# what signs should i look fo in seperation that we might get back together



## timefuse (Dec 4, 2011)

My wife and I have been married 6 years on January 6. We have a 6 year old daughter. My wife had drug problems and ended up in jail about 2 1/2 years ago for aout 5 months. When she got out I seperated from her and started seeing our daughters pre-school teacher. That lasted 3 months. I decided to go back to her and asked if we could work things out. That was a year and half ago and things went ok, but we never really moved back in together. 2 months ago my wife told me she didn't think we would ever be able to be together again. The famous I love you but not in love with you line. After a month of arguments and no progress, i changed my attitude and started trying to be positive about the situation. Since then the last 4 weeks have been full of ups and downs, but we have been spending a lot of time together and she has asked me many nights to stay at her place. We have also been intimate, which had not happened for about 6 months. I guess there is some progress there and I shouldn't give up yet. The thing that really concerns me is that when we are alonw togther she acts totally different around me then when we are in public. When we are in public she makes a pint of letting everyone know that we are married, but just friends right now. I have no reason to believe that she is seeing anyone else. I guess my questoin is a two parter. 1. could her acting differntly in public be just part of her healing process for what happened when I left her last time, or should I be reading more into it? 2. Is the fact that she is asking me to go out with her and to stay nights with her a sign that I should just stay the course because it is making progress?


----------



## justabovewater (Jun 26, 2011)

I'd like to hear the responses you get as I'm asking the same questions. My H and I have been separated since July, but spend alot of time together. He comes over alot to visit (we have two teenagers) so I don't know if he's coming over to visit with them or me or both. We spent Christmas together, have meals together quite often. He invites me and son down quite often for dinner and I do the same. I don't know how to read this. It's been impossible for me to do the no contact thing and I don't want to anyway. I just keep praying that he'll either decide to come back or pull the trigger. Our state requires a 12 month separation before a divorce can be granted, but I don't think that come July he'll be filing for divorce. I'm so confused.


----------



## plasmaguy (Dec 28, 2011)

Hello Timefuse,

I can offer little advice.

What I can offer to you is hope. Keep your chin up. I am just starting my first night of separation and I don't know exactly what I'm in for.

Peace,

PG


----------



## This is me (May 4, 2011)

I am two months of the Wife walking away. We are cordial, meet at least once a week, talk about 3 times a week and our in MC and IC each.
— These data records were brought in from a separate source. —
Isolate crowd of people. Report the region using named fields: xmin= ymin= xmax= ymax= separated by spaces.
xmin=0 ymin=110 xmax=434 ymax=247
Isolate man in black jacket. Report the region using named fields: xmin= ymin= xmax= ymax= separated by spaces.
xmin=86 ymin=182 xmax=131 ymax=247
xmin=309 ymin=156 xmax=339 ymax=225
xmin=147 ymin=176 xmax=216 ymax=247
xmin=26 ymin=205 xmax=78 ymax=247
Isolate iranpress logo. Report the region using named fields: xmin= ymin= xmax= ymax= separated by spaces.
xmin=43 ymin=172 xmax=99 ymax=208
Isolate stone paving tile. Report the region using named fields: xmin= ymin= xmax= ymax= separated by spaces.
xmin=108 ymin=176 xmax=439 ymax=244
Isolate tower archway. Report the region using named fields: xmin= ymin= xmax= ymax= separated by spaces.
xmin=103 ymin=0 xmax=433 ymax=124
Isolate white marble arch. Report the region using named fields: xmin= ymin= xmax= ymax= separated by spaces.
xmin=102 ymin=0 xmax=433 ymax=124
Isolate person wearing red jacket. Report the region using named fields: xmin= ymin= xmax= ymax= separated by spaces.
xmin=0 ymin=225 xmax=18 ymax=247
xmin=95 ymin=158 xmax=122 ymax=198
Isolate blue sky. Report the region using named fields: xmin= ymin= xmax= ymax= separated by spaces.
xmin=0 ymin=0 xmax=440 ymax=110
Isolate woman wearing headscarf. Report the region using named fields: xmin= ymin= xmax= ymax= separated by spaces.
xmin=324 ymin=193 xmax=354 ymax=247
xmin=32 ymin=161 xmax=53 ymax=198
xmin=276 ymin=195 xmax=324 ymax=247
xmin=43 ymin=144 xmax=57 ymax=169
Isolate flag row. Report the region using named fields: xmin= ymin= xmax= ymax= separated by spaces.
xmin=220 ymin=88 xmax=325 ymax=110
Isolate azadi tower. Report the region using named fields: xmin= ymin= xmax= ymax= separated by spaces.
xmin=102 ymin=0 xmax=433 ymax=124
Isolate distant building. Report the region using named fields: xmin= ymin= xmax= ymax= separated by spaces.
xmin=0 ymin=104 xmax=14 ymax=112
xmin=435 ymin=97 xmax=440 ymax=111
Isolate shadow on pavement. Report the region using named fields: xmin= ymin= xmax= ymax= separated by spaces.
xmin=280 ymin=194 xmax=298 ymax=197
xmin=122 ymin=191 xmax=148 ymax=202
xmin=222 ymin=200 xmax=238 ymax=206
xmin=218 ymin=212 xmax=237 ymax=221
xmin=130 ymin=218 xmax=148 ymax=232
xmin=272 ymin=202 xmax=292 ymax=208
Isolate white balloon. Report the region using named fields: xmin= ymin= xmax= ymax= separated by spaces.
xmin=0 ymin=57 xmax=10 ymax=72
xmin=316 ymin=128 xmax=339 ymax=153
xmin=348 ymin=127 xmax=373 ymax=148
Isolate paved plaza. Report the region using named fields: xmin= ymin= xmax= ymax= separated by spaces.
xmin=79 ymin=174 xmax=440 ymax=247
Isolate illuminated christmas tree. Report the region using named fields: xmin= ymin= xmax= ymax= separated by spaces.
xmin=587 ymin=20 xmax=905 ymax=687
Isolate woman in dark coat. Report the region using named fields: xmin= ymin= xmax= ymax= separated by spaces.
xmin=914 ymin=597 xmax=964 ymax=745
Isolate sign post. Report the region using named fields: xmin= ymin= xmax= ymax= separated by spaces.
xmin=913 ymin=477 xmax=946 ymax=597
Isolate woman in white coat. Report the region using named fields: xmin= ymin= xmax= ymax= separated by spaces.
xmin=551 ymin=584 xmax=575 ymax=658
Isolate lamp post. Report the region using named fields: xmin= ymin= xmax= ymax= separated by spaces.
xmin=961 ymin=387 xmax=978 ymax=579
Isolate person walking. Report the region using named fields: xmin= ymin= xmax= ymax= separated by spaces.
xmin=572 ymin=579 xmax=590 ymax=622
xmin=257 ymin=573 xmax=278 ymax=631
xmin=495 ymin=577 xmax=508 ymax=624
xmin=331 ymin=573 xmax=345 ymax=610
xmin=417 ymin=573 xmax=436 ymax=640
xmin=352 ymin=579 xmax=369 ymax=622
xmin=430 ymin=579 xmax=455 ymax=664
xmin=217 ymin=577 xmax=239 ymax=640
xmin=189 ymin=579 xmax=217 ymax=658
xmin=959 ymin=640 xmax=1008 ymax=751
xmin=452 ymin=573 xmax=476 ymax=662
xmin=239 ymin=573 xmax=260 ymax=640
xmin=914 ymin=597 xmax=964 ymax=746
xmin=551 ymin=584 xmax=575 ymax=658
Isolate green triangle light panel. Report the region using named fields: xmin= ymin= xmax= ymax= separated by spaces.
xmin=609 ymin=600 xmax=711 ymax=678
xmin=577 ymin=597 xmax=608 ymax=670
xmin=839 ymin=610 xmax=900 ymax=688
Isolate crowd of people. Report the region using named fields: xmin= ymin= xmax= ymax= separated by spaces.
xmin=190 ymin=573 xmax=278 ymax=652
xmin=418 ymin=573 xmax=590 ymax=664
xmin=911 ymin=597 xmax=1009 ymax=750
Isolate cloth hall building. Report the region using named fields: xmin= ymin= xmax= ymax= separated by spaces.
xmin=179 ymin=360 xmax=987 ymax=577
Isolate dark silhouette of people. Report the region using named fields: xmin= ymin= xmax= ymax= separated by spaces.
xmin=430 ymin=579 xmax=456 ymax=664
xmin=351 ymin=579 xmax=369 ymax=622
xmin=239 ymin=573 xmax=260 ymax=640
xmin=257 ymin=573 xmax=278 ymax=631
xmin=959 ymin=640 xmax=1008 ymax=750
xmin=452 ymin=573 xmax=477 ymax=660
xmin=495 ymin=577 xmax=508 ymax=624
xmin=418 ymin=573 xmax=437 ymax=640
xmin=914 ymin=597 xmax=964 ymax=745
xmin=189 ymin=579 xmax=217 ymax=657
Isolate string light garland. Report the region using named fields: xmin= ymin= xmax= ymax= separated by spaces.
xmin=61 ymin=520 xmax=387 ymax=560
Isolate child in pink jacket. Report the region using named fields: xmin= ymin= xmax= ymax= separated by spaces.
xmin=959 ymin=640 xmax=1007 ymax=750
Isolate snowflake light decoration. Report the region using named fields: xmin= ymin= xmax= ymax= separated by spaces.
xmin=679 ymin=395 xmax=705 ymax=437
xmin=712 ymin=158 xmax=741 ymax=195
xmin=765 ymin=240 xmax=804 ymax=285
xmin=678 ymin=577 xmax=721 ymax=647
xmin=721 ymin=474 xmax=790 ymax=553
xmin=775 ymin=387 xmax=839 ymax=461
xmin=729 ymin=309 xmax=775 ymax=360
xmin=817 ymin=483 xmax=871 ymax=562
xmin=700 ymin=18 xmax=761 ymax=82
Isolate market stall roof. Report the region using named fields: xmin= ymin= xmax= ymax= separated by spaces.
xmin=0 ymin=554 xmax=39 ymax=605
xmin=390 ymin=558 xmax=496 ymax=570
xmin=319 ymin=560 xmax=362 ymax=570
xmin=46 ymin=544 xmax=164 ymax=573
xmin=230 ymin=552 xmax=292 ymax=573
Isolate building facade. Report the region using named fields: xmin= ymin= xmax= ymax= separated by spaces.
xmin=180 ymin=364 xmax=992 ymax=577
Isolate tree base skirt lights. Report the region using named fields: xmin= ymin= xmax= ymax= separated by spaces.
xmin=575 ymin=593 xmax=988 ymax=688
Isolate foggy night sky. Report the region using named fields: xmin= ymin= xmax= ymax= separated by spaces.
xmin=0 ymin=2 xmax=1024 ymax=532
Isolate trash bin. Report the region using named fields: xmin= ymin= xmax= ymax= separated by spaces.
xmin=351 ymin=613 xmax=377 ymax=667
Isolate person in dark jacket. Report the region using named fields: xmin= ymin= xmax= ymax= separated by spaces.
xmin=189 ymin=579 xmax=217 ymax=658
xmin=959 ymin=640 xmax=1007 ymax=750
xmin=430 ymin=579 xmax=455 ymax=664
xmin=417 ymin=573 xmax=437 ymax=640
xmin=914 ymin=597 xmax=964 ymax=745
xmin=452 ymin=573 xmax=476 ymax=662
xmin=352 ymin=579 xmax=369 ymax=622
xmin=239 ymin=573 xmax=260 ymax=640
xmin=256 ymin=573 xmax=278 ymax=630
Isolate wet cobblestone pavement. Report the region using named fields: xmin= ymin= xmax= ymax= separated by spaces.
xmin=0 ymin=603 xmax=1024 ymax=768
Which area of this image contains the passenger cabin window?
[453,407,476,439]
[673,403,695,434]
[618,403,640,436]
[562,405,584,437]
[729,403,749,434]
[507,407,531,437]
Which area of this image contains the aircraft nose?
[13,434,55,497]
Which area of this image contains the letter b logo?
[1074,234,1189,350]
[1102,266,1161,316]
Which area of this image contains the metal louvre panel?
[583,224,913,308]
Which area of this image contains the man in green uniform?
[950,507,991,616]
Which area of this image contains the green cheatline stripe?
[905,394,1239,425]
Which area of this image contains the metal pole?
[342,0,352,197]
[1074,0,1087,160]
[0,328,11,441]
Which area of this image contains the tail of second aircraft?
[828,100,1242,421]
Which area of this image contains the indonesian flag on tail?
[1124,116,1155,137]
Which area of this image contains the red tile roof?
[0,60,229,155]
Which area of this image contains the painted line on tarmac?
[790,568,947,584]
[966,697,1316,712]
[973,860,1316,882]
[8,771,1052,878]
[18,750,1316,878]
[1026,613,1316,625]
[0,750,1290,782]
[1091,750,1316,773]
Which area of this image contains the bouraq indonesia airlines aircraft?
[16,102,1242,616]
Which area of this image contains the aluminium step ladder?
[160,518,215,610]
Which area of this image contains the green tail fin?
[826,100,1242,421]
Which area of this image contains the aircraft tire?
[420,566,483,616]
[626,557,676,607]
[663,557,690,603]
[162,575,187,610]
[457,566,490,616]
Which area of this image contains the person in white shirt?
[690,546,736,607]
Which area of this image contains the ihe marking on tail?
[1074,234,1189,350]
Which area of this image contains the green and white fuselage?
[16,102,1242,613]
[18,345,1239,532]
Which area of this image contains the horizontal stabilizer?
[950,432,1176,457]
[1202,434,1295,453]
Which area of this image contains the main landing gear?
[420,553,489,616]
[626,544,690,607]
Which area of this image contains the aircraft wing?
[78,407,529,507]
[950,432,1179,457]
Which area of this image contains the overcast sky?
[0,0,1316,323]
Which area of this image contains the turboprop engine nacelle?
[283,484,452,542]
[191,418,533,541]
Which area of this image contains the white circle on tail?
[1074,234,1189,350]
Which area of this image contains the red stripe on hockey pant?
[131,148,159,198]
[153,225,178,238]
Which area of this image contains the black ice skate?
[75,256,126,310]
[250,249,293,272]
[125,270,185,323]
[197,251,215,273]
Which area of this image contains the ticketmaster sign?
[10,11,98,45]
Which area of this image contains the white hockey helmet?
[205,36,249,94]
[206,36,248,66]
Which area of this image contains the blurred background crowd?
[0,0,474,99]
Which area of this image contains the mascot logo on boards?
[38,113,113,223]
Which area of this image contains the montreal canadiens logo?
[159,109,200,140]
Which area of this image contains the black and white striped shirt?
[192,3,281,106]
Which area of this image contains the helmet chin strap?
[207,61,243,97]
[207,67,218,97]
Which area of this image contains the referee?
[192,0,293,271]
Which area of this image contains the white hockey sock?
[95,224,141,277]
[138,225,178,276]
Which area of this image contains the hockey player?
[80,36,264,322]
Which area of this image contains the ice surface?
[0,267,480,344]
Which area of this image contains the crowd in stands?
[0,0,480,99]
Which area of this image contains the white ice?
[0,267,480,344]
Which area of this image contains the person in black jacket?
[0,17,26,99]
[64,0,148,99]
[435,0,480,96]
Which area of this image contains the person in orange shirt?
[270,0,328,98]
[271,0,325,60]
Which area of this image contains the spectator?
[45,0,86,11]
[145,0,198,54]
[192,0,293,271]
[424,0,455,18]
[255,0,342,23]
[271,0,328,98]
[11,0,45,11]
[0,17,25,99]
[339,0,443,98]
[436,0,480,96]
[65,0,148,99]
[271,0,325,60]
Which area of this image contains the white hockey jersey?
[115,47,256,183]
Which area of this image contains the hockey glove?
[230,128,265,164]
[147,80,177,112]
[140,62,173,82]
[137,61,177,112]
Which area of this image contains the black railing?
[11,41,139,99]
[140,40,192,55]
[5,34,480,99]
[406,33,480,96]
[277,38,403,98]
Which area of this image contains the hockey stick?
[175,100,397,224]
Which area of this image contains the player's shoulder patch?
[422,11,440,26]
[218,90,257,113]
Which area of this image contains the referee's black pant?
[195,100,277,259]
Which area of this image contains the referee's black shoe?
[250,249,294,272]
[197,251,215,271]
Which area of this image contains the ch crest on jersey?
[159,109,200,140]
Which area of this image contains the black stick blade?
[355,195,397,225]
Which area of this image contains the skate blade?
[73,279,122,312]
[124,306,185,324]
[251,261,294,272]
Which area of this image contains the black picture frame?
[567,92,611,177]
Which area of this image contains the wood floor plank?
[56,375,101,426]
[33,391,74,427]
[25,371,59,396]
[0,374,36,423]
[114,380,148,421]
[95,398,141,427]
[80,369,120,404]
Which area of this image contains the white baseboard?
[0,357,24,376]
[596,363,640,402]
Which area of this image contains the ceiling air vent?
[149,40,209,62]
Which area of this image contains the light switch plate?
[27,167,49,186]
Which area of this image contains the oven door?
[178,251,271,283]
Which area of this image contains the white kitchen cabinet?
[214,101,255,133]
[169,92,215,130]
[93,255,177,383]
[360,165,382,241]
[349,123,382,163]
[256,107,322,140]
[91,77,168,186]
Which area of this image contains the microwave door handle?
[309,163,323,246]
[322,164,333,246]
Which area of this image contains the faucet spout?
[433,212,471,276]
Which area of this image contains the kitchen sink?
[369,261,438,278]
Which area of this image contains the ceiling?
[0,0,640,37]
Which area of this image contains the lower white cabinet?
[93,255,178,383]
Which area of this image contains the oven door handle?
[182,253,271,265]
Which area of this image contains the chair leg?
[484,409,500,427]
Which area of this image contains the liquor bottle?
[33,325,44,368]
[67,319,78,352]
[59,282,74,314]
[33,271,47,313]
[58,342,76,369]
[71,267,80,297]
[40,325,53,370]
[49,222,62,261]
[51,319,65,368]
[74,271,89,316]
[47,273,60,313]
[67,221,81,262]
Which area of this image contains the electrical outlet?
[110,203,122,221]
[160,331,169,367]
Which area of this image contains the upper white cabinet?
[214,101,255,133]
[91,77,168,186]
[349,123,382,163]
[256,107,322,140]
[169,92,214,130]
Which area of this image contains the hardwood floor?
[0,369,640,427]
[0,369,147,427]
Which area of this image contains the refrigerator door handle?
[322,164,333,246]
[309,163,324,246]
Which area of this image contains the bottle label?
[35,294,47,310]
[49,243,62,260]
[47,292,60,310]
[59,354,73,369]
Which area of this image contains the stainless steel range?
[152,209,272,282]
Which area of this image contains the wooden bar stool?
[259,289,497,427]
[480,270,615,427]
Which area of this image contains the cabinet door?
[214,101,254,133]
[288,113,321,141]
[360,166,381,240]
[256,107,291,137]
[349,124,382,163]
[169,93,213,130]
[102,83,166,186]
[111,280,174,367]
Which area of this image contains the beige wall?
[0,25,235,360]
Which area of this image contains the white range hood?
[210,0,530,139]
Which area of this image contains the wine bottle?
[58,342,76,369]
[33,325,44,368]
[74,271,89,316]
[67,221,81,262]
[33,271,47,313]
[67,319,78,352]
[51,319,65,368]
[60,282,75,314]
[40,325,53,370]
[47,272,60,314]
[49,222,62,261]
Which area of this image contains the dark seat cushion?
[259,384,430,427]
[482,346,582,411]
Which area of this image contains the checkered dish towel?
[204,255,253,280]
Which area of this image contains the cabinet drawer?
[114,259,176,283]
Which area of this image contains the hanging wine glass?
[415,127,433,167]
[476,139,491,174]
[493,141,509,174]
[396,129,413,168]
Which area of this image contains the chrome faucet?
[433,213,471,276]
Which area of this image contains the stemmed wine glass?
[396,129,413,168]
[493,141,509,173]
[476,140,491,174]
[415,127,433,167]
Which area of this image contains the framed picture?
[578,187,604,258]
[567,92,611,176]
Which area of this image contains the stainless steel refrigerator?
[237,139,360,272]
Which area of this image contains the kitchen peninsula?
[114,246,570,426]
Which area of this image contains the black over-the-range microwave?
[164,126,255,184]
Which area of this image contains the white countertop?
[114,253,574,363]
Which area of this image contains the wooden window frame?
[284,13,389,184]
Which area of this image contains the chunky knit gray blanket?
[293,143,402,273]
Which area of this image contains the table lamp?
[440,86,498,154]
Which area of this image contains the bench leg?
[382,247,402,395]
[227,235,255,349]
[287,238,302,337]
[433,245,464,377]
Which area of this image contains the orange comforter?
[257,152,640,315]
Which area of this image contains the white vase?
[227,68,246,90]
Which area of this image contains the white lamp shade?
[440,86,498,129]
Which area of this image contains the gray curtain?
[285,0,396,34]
Out MC said we will know when it will be right to move forward or move on. Time and patience.


----------



## Yummy2011 (Jun 1, 2011)

This is coming from someone who was in a similar situation until recently...don't read into anything! Enjoy the time and then keep living for yourself. This might not be what you want to hear but don't get your hopes up. Just be calm, remember her "not in love" line and just be cautious. My ex and I did the same thing, spent nights together, dinner with the kids, intimate times and guess what? There was someone else. And he gravitated to her. True I was a b*tch at times but hey, he walked out on me while I was pregnant and got a new chick immediately. 

So just enjoy the time and be cautious!!
_Posted via Mobile Device_


----------



## faithaqua (Nov 28, 2011)

I think that the advice you are getting to be careful is wise. It's hard to let something/someone go but there are processes to it all. I agree that you should stay in the moment and enjoy it, that's probably why it's 'working'---this is the easy part--dating--marriage is hard. My husband left back in October, we slept together in November a couple of times, he broke it off again, and then contacted me at the beginning of December---"I miss you" "don't want to be selfish but I don't want you totally out of my life" oh and by the way he doesn't want any "emotions"
I am keeping the focus on me, enjoying the attention (which I didn't get while we were living together) and I take comfort in the FACT that we are still married and he is still my husband. Look out for yourself---your ex and mine certainly are.
Be careful :iagree:


----------